The answer is simple: absolutely not. Last season Bryzgalov began the year with three straight wins – though he did give up four goals in the third game, a 5-4 win over Vancouver – he then lost five straight games, all of which he allowed at least three goals. It was at that point that he began to find a groove – not to mention the defense began to hold up its end of the bargain.
There are some out there that want to trade Bryzgalov but then where does that leave the Flyers?
Trading Bryzgalov – who currently has a No Movement Clause – would basically put the team back where it was a few years ago, scrounging to find a serviceable NHL goaltender, while attempting to cultivate what it hopes is the next big talent. Meanwhile, the people would still bother the local sports talk stations and blogs, complaining about the lack of an elite goaltender. What he did in Phoenix, as a member of the Coyotes, shouldn’t be overlooked because he’s still capable of putting up Vezina-like numbers, he simply needs more time. More time to grow as a goaltender; more time to get acclimated to Philadelphia, its media and its fans; and more time to prove his worth.

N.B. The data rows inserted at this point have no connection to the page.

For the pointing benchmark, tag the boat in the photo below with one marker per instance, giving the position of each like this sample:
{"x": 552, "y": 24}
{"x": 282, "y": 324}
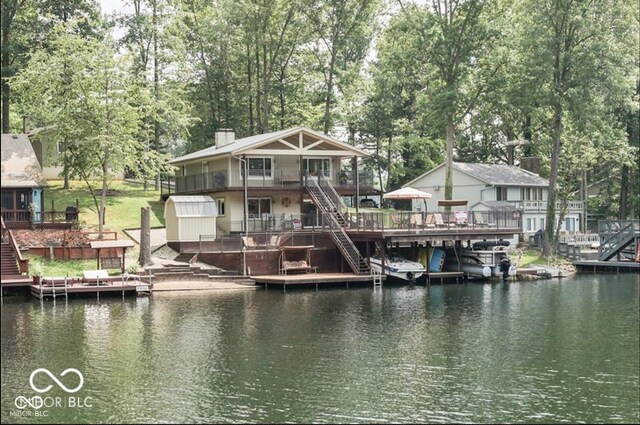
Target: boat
{"x": 485, "y": 259}
{"x": 398, "y": 267}
{"x": 470, "y": 265}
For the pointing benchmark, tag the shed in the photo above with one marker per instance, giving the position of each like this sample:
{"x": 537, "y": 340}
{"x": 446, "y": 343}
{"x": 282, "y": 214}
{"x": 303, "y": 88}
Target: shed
{"x": 188, "y": 217}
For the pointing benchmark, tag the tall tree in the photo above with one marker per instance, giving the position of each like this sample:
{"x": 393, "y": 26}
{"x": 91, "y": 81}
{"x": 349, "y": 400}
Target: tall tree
{"x": 344, "y": 29}
{"x": 578, "y": 55}
{"x": 81, "y": 85}
{"x": 456, "y": 36}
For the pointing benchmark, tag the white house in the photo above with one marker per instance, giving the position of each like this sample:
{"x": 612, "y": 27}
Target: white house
{"x": 497, "y": 187}
{"x": 275, "y": 166}
{"x": 188, "y": 217}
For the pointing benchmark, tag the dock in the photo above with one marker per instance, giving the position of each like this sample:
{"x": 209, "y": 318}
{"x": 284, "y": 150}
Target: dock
{"x": 312, "y": 278}
{"x": 607, "y": 266}
{"x": 63, "y": 287}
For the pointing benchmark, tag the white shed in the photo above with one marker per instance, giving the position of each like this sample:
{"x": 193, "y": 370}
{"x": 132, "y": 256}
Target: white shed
{"x": 188, "y": 217}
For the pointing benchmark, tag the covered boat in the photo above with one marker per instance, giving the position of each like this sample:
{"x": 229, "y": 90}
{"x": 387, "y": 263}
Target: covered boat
{"x": 397, "y": 266}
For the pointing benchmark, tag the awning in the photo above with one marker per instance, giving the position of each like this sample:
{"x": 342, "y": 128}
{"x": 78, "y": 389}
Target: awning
{"x": 407, "y": 193}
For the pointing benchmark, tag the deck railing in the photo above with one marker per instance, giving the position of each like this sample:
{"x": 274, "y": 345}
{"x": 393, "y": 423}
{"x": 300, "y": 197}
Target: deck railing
{"x": 406, "y": 220}
{"x": 220, "y": 180}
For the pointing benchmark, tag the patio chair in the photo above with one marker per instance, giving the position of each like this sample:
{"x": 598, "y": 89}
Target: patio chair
{"x": 416, "y": 220}
{"x": 438, "y": 220}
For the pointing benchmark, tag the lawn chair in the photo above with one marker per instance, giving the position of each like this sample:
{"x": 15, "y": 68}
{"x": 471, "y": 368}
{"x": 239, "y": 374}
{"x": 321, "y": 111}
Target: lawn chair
{"x": 416, "y": 220}
{"x": 430, "y": 221}
{"x": 478, "y": 219}
{"x": 438, "y": 220}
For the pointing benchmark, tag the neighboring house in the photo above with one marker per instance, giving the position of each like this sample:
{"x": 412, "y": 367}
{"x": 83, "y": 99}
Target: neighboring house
{"x": 497, "y": 187}
{"x": 49, "y": 152}
{"x": 276, "y": 164}
{"x": 22, "y": 179}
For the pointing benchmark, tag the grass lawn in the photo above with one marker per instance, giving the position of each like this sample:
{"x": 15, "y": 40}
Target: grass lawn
{"x": 123, "y": 207}
{"x": 59, "y": 268}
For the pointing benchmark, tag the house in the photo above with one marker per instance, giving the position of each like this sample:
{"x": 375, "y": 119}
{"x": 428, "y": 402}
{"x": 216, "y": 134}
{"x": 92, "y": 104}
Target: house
{"x": 189, "y": 217}
{"x": 22, "y": 180}
{"x": 498, "y": 187}
{"x": 275, "y": 165}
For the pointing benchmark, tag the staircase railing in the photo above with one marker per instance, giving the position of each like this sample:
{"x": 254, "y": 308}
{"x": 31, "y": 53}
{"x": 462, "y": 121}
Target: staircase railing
{"x": 617, "y": 238}
{"x": 345, "y": 245}
{"x": 7, "y": 235}
{"x": 331, "y": 193}
{"x": 323, "y": 200}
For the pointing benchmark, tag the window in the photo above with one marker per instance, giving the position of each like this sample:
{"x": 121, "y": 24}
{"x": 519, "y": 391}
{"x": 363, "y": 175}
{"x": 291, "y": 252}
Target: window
{"x": 531, "y": 193}
{"x": 259, "y": 168}
{"x": 316, "y": 165}
{"x": 531, "y": 225}
{"x": 258, "y": 206}
{"x": 7, "y": 200}
{"x": 220, "y": 205}
{"x": 570, "y": 224}
{"x": 501, "y": 193}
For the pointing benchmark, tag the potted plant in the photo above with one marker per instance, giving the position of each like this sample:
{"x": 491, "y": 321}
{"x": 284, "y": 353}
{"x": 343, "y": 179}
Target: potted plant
{"x": 35, "y": 270}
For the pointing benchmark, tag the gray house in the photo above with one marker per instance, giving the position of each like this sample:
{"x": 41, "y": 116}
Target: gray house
{"x": 22, "y": 180}
{"x": 498, "y": 187}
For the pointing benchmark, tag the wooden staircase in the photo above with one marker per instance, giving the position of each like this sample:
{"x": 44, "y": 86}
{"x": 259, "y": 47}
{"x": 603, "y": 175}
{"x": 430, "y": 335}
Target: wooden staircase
{"x": 9, "y": 263}
{"x": 15, "y": 269}
{"x": 321, "y": 193}
{"x": 615, "y": 236}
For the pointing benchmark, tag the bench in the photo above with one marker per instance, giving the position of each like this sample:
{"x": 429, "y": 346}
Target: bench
{"x": 97, "y": 277}
{"x": 297, "y": 266}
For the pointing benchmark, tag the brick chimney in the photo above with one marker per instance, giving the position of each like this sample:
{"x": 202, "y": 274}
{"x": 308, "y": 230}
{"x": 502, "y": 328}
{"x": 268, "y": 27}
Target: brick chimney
{"x": 224, "y": 136}
{"x": 530, "y": 163}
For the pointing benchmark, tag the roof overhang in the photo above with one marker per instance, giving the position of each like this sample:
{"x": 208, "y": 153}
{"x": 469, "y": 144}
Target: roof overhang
{"x": 285, "y": 145}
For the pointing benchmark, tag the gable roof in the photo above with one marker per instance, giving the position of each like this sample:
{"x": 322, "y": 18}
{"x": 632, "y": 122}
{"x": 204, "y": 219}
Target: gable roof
{"x": 20, "y": 166}
{"x": 241, "y": 145}
{"x": 494, "y": 174}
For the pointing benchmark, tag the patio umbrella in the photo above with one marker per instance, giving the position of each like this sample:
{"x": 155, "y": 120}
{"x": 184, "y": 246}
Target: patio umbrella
{"x": 407, "y": 193}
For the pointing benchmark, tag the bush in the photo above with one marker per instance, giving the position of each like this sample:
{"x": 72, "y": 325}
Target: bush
{"x": 35, "y": 269}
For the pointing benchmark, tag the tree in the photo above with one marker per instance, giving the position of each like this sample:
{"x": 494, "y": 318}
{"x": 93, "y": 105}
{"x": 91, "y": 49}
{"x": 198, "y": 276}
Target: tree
{"x": 578, "y": 56}
{"x": 80, "y": 85}
{"x": 343, "y": 29}
{"x": 456, "y": 36}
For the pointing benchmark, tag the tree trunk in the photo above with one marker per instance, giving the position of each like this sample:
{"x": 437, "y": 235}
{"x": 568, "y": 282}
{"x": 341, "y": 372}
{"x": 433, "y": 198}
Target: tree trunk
{"x": 156, "y": 78}
{"x": 145, "y": 238}
{"x": 550, "y": 240}
{"x": 448, "y": 182}
{"x": 624, "y": 193}
{"x": 266, "y": 77}
{"x": 250, "y": 90}
{"x": 103, "y": 199}
{"x": 327, "y": 102}
{"x": 6, "y": 61}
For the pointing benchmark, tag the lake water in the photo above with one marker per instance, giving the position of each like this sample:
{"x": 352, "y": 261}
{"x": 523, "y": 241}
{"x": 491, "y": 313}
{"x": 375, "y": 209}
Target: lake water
{"x": 546, "y": 351}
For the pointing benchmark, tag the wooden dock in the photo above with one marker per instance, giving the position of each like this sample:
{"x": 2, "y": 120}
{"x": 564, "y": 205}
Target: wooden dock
{"x": 610, "y": 266}
{"x": 63, "y": 287}
{"x": 312, "y": 279}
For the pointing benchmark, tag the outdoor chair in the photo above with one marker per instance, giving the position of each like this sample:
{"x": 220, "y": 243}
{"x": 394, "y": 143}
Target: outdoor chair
{"x": 438, "y": 220}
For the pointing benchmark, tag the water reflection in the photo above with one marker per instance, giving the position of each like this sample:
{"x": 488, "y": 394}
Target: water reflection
{"x": 545, "y": 351}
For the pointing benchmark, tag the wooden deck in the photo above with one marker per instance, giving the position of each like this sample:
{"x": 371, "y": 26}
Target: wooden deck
{"x": 56, "y": 287}
{"x": 312, "y": 278}
{"x": 451, "y": 233}
{"x": 617, "y": 266}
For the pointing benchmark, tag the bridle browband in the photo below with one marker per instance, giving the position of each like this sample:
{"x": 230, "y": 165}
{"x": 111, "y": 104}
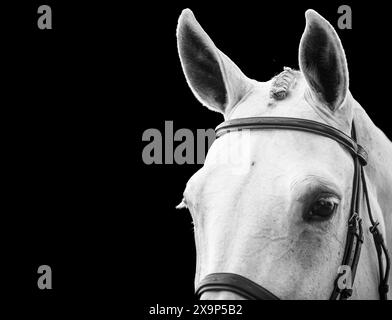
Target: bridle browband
{"x": 250, "y": 290}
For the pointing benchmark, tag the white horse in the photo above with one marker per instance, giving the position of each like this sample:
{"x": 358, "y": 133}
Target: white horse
{"x": 275, "y": 210}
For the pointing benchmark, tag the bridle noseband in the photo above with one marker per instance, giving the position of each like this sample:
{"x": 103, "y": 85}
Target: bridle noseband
{"x": 251, "y": 290}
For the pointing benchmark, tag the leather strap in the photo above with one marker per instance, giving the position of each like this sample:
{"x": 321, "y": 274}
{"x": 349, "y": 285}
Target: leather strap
{"x": 234, "y": 283}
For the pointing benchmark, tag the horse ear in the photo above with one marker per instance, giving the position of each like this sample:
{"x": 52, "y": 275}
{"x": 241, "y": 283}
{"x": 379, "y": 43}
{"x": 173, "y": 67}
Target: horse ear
{"x": 323, "y": 62}
{"x": 213, "y": 78}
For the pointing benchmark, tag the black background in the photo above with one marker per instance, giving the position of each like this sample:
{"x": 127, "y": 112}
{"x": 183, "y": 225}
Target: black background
{"x": 76, "y": 101}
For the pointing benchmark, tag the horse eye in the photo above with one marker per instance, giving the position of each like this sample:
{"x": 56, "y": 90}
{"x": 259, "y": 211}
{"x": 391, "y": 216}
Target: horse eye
{"x": 323, "y": 208}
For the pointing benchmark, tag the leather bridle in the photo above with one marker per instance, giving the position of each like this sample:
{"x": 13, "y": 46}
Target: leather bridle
{"x": 251, "y": 290}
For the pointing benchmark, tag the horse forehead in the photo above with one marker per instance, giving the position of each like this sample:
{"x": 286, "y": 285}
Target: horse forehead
{"x": 261, "y": 102}
{"x": 236, "y": 156}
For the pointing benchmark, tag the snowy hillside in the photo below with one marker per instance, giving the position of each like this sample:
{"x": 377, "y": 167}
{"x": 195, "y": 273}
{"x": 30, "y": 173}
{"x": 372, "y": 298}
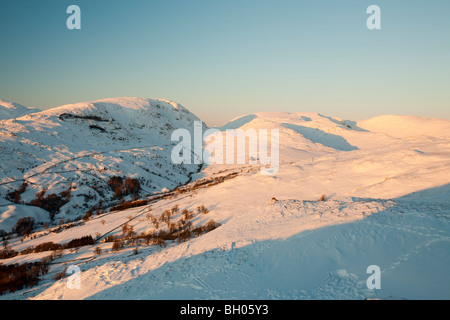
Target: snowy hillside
{"x": 347, "y": 195}
{"x": 63, "y": 159}
{"x": 11, "y": 110}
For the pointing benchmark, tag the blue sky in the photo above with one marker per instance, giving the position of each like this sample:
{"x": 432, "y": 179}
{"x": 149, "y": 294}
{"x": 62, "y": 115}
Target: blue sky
{"x": 222, "y": 59}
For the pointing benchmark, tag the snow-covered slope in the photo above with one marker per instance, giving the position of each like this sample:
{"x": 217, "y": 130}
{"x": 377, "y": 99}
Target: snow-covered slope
{"x": 385, "y": 202}
{"x": 11, "y": 110}
{"x": 79, "y": 147}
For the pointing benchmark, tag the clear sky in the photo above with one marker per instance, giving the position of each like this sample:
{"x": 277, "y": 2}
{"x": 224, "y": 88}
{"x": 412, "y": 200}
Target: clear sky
{"x": 225, "y": 58}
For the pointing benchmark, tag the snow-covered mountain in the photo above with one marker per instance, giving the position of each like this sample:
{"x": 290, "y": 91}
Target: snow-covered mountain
{"x": 11, "y": 110}
{"x": 347, "y": 195}
{"x": 73, "y": 151}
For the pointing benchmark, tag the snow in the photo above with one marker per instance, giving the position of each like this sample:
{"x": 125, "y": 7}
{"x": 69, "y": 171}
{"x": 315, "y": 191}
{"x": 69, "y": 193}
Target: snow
{"x": 11, "y": 110}
{"x": 387, "y": 204}
{"x": 84, "y": 144}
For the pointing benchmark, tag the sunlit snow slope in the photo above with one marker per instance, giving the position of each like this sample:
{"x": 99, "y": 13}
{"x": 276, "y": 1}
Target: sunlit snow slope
{"x": 79, "y": 147}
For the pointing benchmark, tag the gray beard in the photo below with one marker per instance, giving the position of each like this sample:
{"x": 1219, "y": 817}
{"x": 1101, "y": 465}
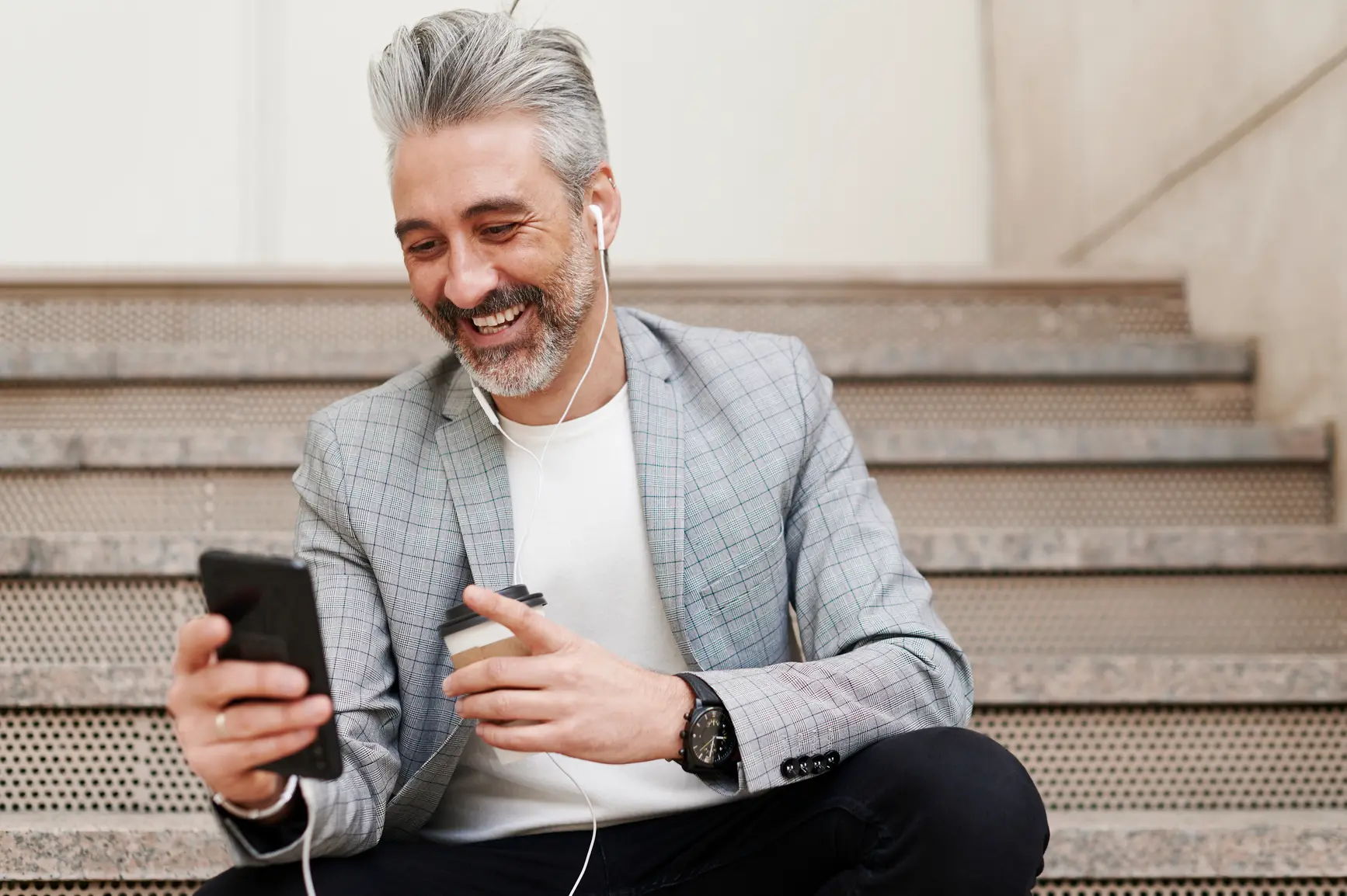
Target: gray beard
{"x": 513, "y": 372}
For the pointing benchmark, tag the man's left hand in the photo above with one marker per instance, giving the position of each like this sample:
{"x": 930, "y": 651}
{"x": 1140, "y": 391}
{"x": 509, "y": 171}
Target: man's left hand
{"x": 587, "y": 703}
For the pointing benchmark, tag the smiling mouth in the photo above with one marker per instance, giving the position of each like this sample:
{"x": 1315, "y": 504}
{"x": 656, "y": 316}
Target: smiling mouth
{"x": 491, "y": 325}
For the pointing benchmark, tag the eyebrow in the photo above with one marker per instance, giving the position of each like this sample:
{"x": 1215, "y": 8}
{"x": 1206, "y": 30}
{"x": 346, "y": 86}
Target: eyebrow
{"x": 486, "y": 206}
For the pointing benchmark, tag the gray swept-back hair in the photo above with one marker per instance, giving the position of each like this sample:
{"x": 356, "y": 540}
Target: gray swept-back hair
{"x": 462, "y": 65}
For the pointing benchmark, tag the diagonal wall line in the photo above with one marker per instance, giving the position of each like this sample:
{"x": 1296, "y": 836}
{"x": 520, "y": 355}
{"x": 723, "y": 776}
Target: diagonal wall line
{"x": 1105, "y": 231}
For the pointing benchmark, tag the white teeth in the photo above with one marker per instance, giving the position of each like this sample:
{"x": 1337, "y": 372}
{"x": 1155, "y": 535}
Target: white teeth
{"x": 500, "y": 318}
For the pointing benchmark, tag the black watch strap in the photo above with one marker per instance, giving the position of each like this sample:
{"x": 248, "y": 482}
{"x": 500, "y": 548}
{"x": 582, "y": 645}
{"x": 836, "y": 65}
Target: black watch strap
{"x": 702, "y": 690}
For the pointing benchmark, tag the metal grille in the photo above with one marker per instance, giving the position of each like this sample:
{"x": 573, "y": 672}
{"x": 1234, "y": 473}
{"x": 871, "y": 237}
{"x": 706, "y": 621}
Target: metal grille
{"x": 1244, "y": 613}
{"x": 827, "y": 318}
{"x": 1213, "y": 887}
{"x": 865, "y": 404}
{"x": 101, "y": 620}
{"x": 93, "y": 760}
{"x": 921, "y": 498}
{"x": 101, "y": 887}
{"x": 1070, "y": 497}
{"x": 1038, "y": 404}
{"x": 1189, "y": 758}
{"x": 162, "y": 407}
{"x": 141, "y": 501}
{"x": 1150, "y": 758}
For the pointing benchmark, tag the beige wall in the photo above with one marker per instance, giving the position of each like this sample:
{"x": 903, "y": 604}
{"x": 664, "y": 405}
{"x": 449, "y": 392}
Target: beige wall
{"x": 1203, "y": 134}
{"x": 159, "y": 132}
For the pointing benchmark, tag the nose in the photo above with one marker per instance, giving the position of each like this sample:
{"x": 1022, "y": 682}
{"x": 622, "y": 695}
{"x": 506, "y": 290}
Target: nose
{"x": 469, "y": 279}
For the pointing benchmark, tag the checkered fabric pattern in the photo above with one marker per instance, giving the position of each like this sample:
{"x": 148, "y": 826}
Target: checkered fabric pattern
{"x": 754, "y": 498}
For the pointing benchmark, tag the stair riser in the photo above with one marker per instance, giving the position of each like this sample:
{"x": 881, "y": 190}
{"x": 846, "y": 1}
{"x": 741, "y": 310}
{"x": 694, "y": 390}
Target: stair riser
{"x": 865, "y": 404}
{"x": 1082, "y": 759}
{"x": 921, "y": 498}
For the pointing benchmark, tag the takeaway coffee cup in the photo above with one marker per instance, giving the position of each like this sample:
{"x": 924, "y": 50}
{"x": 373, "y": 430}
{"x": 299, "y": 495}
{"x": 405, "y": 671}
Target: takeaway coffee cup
{"x": 472, "y": 638}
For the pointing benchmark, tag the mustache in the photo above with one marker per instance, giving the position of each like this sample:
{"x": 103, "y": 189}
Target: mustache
{"x": 492, "y": 303}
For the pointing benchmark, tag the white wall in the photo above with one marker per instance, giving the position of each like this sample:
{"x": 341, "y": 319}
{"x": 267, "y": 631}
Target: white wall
{"x": 155, "y": 132}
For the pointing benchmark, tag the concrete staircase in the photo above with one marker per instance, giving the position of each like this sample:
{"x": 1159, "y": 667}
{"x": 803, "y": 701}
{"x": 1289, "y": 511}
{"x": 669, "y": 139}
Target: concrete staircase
{"x": 1149, "y": 582}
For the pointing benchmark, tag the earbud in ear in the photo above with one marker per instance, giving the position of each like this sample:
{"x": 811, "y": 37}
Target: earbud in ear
{"x": 598, "y": 222}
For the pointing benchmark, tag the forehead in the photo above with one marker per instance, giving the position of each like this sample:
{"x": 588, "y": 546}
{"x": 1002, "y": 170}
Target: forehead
{"x": 444, "y": 172}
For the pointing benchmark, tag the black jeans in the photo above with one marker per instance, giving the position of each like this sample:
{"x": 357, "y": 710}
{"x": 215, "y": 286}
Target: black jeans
{"x": 945, "y": 811}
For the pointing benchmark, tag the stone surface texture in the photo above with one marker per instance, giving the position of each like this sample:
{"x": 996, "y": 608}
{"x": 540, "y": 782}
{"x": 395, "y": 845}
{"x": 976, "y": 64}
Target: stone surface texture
{"x": 111, "y": 846}
{"x": 1161, "y": 679}
{"x": 1196, "y": 844}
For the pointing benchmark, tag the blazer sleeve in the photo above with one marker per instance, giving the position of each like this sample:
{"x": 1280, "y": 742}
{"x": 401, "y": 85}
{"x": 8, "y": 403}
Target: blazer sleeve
{"x": 880, "y": 662}
{"x": 346, "y": 814}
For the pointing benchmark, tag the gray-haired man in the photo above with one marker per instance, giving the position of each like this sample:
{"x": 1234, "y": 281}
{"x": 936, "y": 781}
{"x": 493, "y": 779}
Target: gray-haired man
{"x": 701, "y": 484}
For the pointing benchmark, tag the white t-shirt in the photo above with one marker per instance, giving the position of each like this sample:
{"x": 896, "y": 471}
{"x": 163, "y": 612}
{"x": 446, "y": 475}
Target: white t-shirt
{"x": 589, "y": 554}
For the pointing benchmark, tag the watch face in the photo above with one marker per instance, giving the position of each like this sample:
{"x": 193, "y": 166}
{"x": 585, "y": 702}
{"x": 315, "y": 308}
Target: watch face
{"x": 710, "y": 736}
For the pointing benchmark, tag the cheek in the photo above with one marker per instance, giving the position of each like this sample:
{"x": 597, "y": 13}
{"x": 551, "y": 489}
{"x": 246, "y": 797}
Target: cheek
{"x": 427, "y": 286}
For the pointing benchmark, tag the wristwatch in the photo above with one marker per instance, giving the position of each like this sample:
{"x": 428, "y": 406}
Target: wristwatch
{"x": 708, "y": 743}
{"x": 266, "y": 811}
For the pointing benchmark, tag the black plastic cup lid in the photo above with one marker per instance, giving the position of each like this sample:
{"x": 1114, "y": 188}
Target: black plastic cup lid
{"x": 464, "y": 616}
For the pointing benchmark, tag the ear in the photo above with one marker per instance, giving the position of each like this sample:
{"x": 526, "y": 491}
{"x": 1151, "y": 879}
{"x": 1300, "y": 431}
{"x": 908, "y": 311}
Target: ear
{"x": 602, "y": 193}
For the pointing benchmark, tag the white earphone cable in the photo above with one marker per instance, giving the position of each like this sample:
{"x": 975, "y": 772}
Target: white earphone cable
{"x": 519, "y": 554}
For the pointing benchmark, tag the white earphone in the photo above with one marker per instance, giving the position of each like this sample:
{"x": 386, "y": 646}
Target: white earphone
{"x": 519, "y": 554}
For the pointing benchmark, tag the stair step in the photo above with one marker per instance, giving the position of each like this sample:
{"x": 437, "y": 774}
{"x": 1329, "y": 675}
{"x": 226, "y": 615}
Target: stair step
{"x": 1139, "y": 846}
{"x": 1001, "y": 681}
{"x": 141, "y": 846}
{"x": 214, "y": 361}
{"x": 1084, "y": 758}
{"x": 1198, "y": 844}
{"x": 258, "y": 447}
{"x": 916, "y": 404}
{"x": 969, "y": 550}
{"x": 1148, "y": 679}
{"x": 1144, "y": 613}
{"x": 1039, "y": 497}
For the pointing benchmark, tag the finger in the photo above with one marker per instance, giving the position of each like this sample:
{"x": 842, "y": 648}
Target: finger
{"x": 224, "y": 762}
{"x": 220, "y": 684}
{"x": 513, "y": 705}
{"x": 545, "y": 738}
{"x": 249, "y": 721}
{"x": 501, "y": 672}
{"x": 198, "y": 639}
{"x": 539, "y": 634}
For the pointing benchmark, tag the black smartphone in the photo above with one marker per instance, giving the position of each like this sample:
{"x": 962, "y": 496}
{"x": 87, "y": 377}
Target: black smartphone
{"x": 270, "y": 606}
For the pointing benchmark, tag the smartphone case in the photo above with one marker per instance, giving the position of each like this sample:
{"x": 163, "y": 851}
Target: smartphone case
{"x": 270, "y": 604}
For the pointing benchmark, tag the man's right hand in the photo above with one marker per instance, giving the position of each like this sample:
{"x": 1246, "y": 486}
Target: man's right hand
{"x": 227, "y": 756}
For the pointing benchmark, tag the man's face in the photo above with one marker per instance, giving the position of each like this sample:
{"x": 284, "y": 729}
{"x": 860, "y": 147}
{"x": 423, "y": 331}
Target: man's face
{"x": 499, "y": 262}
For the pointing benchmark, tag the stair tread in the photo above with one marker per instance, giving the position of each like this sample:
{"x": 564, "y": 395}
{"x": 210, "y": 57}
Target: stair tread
{"x": 1084, "y": 846}
{"x": 278, "y": 447}
{"x": 1001, "y": 679}
{"x": 932, "y": 550}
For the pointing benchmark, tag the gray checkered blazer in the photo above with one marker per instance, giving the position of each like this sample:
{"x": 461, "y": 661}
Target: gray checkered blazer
{"x": 754, "y": 497}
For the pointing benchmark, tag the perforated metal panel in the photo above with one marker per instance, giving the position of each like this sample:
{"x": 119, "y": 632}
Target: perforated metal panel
{"x": 830, "y": 318}
{"x": 1234, "y": 613}
{"x": 211, "y": 501}
{"x": 143, "y": 501}
{"x": 93, "y": 760}
{"x": 1251, "y": 495}
{"x": 101, "y": 620}
{"x": 101, "y": 887}
{"x": 1308, "y": 887}
{"x": 865, "y": 404}
{"x": 163, "y": 407}
{"x": 1040, "y": 404}
{"x": 1191, "y": 758}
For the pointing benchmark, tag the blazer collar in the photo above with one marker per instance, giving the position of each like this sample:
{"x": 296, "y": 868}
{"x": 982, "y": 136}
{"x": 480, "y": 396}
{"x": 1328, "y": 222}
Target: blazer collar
{"x": 475, "y": 460}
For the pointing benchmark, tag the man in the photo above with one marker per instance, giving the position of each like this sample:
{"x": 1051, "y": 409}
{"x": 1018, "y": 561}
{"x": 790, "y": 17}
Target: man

To want a change now, after one season, is just not the way to do it. While Stanley Cup caliber goaltenders do have a shelf life, they’re not something you give up on after one above-average season, in the hopes of moving on to “Plan B”. He might still have to exorcise the playoff demons, but Bryzgalov was not the reason the Flyers lost to the New Jersey Devils last May – though he wasn’t all that great against Pittsburgh. There sometimes isn’t a quick solution and that might just be the case here.
Though he might not look consistent right now in the KHL, Bryzgalov is continuing to remain active in the hopes that the NHL lockout is soon resolved. If he can get it all out of his system and come back to Philadelphia prepared to prove he is worth that hefty contact, then perhaps Flyers fans will be happy. No matter what the case, his second season in the orange and black could be the most important in determining if the fans want to see him go, or if they want him to stay and hopefully hoist the Stanley Cup.